Should you buy a new car, used car or lease?

Which is the better deal in 2019?
Posted at 3:06 PM, May 06, 2019

Car shopping? Get ready for sticker shock.

It's car buying season, and with new vehicle prices at all time highs, a lot of shoppers are facing a dilemma. The average new car price in 2019 is up to $37,000, according to Kelley Blue Book.

You can thank our love affair with SUVs, which sell for much more than mom's Camry did.

So to ease that hit, should you buy new, slightly used, or just lease for that lower monthly payment?

Manufacturers are pushing leasing hard, with average leases in the $450 a month range, compared to $550 for a purchase (and that is often with a six-year loan these days).

But the car site says a fast growing alternative is buying used.

A 3-year-old SUV (often with full Powertrain Warranty) can save you $13,000 or more

Nervous about getting a lemon? Look for Certified Pre-owned cars, which typically come with bumper-to-bumper warranties and must pass a full inspection.

The rising APR worry

But from the "doesn't that stink" file, the other factor making cars more expensive this year.

USA Today says interest rates on new cars are now the highest since the 2010 recession, which may have you saying "Doesn't that stink?"

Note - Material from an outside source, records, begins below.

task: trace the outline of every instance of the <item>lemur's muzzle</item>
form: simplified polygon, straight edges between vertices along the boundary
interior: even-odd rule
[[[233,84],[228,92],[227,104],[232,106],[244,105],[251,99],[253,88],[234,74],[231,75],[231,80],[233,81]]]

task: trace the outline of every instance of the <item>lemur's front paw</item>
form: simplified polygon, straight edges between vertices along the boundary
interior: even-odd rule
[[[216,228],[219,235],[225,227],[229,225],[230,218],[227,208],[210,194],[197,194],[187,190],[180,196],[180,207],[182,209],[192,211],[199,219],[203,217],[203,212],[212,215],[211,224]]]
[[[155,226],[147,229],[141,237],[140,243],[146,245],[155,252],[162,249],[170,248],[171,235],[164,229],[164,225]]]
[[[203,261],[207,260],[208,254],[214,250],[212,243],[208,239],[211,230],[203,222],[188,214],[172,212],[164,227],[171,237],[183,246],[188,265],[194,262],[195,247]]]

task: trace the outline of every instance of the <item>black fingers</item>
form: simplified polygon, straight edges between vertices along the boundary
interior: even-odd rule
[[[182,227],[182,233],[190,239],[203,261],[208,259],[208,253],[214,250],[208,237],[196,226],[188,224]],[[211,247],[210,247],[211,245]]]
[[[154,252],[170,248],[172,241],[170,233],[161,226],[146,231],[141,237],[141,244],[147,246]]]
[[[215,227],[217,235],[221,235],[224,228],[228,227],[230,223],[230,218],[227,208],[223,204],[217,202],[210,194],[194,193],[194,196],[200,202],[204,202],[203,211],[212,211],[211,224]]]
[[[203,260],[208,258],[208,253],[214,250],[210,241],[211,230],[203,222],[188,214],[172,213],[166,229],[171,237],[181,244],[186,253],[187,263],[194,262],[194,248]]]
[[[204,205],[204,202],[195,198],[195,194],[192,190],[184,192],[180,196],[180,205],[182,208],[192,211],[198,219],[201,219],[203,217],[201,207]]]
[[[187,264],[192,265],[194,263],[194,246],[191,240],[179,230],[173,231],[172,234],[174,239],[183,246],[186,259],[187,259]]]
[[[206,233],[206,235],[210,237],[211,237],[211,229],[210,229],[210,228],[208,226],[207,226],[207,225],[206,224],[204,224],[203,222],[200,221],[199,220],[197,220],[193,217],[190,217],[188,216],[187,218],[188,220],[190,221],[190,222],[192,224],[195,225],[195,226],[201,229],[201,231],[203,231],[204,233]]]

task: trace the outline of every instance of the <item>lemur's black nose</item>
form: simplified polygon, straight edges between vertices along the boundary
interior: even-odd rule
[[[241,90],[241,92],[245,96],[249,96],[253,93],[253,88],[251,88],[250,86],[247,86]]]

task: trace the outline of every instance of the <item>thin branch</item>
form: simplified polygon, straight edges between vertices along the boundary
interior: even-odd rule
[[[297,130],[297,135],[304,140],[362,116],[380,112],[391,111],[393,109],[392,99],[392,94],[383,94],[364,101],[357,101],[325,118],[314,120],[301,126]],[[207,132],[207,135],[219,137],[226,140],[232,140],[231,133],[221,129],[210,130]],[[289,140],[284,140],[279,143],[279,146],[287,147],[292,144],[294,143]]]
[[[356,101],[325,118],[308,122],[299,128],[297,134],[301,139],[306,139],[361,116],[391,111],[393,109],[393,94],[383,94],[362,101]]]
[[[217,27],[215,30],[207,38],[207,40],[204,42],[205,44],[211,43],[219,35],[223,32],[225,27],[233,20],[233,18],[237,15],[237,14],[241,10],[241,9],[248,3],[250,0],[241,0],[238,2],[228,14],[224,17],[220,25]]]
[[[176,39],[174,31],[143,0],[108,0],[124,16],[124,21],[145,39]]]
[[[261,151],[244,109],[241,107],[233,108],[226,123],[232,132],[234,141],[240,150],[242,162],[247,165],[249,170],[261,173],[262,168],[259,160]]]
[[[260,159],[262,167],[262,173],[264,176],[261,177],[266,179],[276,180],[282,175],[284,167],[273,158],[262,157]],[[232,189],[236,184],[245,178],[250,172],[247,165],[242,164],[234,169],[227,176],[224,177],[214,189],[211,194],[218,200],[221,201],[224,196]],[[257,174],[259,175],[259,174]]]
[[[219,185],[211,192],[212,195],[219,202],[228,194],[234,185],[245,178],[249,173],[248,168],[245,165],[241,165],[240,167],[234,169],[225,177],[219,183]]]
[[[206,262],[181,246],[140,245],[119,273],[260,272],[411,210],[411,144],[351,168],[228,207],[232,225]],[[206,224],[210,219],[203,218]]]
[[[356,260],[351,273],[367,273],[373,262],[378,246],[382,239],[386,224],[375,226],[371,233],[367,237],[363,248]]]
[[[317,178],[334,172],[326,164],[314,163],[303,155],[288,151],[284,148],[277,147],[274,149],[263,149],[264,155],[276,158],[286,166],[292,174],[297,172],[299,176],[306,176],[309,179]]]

Edmunds,com says the average APR is now 6.28%, compared with 5.5% last year, and 4% just a few years ago. Remember ads screaming "Zero Percent Financing?" Those are long gone.

One option, Edmunds says, is to skip the top of the line version of the car you want. Choose a model with cloth seats, or without the "tech" package.

But that is also why 3-year-old cars, in good shape and freshly off a lease, are now more popular than ever. The original owner took the 20% to 30% hit. You get a still good car, with many years of life left, for a huge discount.

The good news is that many 3-year-old vehicles now have Bluetooth technology and rear view cameras, so you don't have to skimp on technology, so you don't waste your money.